Alan Scheib, 78, died at home on April 3, 2021 in Weston, Florida. Originally from Poughkeepsie, NY, he made New York City his home from college at New York University through meeting and marrying his wife of 55 years, Louise. Moving to Columbia, Maryland in 1974, he and Louise raised two children there. After moving to Atlanta, Georgia, he came to Florida in 1999, spending the last 22 years of his life, including an almost decade-long diagnosis of leukemia, in Weston. Along with Louise, he is survived by his sister, two children, and one grandchild.

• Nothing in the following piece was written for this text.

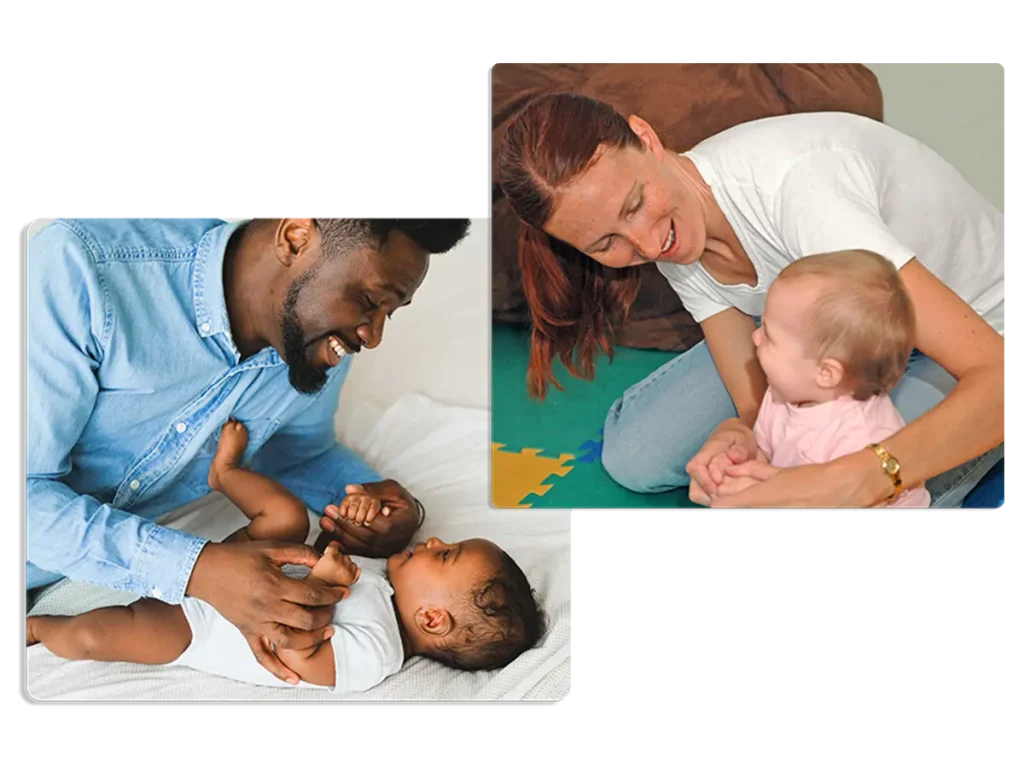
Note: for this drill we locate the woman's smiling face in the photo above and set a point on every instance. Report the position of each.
(628, 208)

Alan’s career was spent in the field of primary metal manufacturing, including running the Frederick, Maryland aluminum smelter of Eastalco (later Alcoa) as Comptroller for 15 years. As the representative for the multinational owners of the smelter, he traveled the world, discovering and sharing the practices of excellence in creating the materials we all rely on every day. Alan was noted for both being an advocate for successful management of a manufacturing facility (such as negotiating new state laws to allow more favorable power pricing for Eastalco), especially during decades of cost pressure due to globalization, while continuing strong connections with the unionized workers who worked in the plant. Notably, he was responsible for building a softball field at Eastalco that was enjoyed by management and union employees together for many years.
Alan loved sports, playing in many softball leagues (often, several simultaneously) in his youth and beyond. His speed and ability to direct hits to any part of the field he chose were renowned in his league. Later in life, he enjoyed bike touring, exploring Florida’s paths and trails. He loved baseball games and classical music, enjoying both in person for many years before eventually relying on virtual versions near the end of his life.
He was a tireless advocate for justice in Florida and nationally. He supported the Florida ACLU, including service on its board, for over 15 years. He devoted boundless energy to legal changes that would allow felons to vote in the state of Florida. And he supported LGBTQ+ rights through legal advocacy, marches, tabling, and one-on-one persuasion whenever possible. He served as treasurer and on the board of Epworth Village Retirement Community for over 15 years.
There will be no funeral service, however, for those inclined, a contribution may be made to one of the places that meant a great deal to Alan: ACLU, DOCTORS WITHOUT BORDERS, AMNESTY INTERNATIONAL. See below.
Alan will be missed dearly by family, friends, and the many others his life touched throughout his many years.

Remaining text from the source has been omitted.